One Futurama Actor's Improv Led To The Creation Of A Long-Running Character
The character of Reverend Lionel Preacherbot (Phil LaMarr) first appeared in the "Futurama" episode "Hell Is Other Robots" (May 16, 1999). In the episode, Bender (John DiMaggio) gets to go backstage at a Beastie Boys concert where he is introduced to "jacking on," a practice involving electricity-based narcotics. Bender soon becomes addicted, bottoms out, and within weeks is sleeping in the gutter. While rusted and intoxicated, Bender is approached by the Preacherbot about joining the Church of Robotology, an organization that can get him clean. Bender does indeed convert and swings hard into a pious life, becoming a hardcore proselytizer for Robotology.
There is, of course, a catch. Robotology believes that committing sin in life leads to Hell in death, and, because they are robots, they have actually built a physical Robot Hell — run by the Robot Devil (Dan Castellaneta) — underneath New Jersey.
LaMarr plays the Preacherbot like a fiery old-fashioned Pentecostal preacher, shouting and raising his pincer hands to the sky declaring the good news of "The Lawd!" As it so happens, LaMarr, in the very early days of "Futurama," liked to improvize and noodle around in the recording booth, practicing random voices in an attempt to make his co-workers chortle. One of his random voices was a stock "preacher" character he would merely insert into the spaces in between playing Hermes Conrad, Ethan "Bubblegum" Tate, Antonio Calculon, Jr., Robot God, or any of the other many supporting characters LaMarr voices for the show.
At the London MCM Expo in 2011, LaMarr revealed that his just-for-fun Preacher voice was so beloved by show creators David X. Cohen and Matt Groening that they insisted he use it in "Futurama."
Straight to Hell!
LaMarr said:
"Sometimes there will be things that we do in the room or around the writers or producers. Like, I had done a voice just, you know, fooling around and they ended up writing a character, the Robot Preacher."
LaMarr doesn't recall the circumstances wherein he was improvizing as a Pentecostal minister, or what kind of joke he might have been making, but one can imagine that voice actors are making up new voices all the time or inventing characters in their heads.
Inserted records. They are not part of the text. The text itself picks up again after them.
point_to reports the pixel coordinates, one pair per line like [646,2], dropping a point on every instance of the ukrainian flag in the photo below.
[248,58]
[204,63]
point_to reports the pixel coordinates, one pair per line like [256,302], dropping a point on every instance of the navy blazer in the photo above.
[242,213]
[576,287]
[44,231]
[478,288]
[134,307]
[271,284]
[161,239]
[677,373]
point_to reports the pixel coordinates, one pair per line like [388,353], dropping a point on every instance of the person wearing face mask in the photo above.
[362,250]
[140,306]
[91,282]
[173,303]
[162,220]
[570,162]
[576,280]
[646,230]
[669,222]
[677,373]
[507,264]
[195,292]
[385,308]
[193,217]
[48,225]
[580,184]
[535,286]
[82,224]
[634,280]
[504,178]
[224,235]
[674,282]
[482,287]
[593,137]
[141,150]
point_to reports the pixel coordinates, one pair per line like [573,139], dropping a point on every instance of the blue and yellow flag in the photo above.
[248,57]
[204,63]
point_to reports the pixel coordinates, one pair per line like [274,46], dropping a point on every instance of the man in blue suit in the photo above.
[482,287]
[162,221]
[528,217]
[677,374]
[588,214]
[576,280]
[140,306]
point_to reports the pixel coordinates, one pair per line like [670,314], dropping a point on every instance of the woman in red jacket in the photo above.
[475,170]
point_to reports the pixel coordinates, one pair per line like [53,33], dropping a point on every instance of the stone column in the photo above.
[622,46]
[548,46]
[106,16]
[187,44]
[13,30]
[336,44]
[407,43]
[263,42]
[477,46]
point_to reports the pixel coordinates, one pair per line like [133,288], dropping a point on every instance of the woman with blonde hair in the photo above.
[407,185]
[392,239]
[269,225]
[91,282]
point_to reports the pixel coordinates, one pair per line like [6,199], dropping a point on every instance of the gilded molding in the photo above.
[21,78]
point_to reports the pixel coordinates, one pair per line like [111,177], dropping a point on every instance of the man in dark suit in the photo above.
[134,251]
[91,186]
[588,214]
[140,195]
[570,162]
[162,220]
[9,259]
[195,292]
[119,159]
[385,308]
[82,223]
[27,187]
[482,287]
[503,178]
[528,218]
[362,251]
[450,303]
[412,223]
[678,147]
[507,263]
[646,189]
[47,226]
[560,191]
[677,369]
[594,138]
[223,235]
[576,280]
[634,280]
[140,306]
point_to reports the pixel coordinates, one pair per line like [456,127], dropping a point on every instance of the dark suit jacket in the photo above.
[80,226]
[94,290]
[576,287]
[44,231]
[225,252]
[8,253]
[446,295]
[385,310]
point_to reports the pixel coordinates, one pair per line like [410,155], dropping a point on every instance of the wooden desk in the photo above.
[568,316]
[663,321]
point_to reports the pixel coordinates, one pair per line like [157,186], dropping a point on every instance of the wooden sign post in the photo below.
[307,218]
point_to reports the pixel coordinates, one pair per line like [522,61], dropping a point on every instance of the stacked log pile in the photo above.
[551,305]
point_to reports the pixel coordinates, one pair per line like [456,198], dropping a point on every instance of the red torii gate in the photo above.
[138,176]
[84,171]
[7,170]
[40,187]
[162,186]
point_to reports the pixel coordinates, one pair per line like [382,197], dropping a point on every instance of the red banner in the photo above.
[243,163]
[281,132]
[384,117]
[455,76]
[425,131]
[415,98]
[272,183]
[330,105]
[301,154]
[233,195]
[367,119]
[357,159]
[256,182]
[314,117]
Whatever the scenario, Cohen and Groening likes LaMarr's preacher voice and figured it was perfect for their new Preacherbot. The actor continued:
"[T]hey had heard me do that voice and were like, 'Oh, we thought maybe for this character you could do... ' Because usually before we read through a script we'll meet with David or Matt and they'll — if they have ideas for how they want something to sound — they'll say, 'Oh, we were thinking that this sounded like that preacher character you did,' like, 'Perfect!' So there is a sort of back-and-forth and give-and-take in that sense."
LaMarr was talking about how much the actors on "Futurama" might contribute to the show's writing.
The Preacherbot was initially a one-off character used to idly mock dogmatic Christian religions and provide sobriety for Bender, but he soon became a go-to character whenever "Futurama" needed a clergyman for funerals, weddings, exorcisms, spiritual advice, or, most chillingly, robosexual conversion camps. As of this writing, the Preacherbot has appeared in 15 episodes of "Futurama," most recently in the 11th-season episode "The Prince and the Product" (September 18, 2023).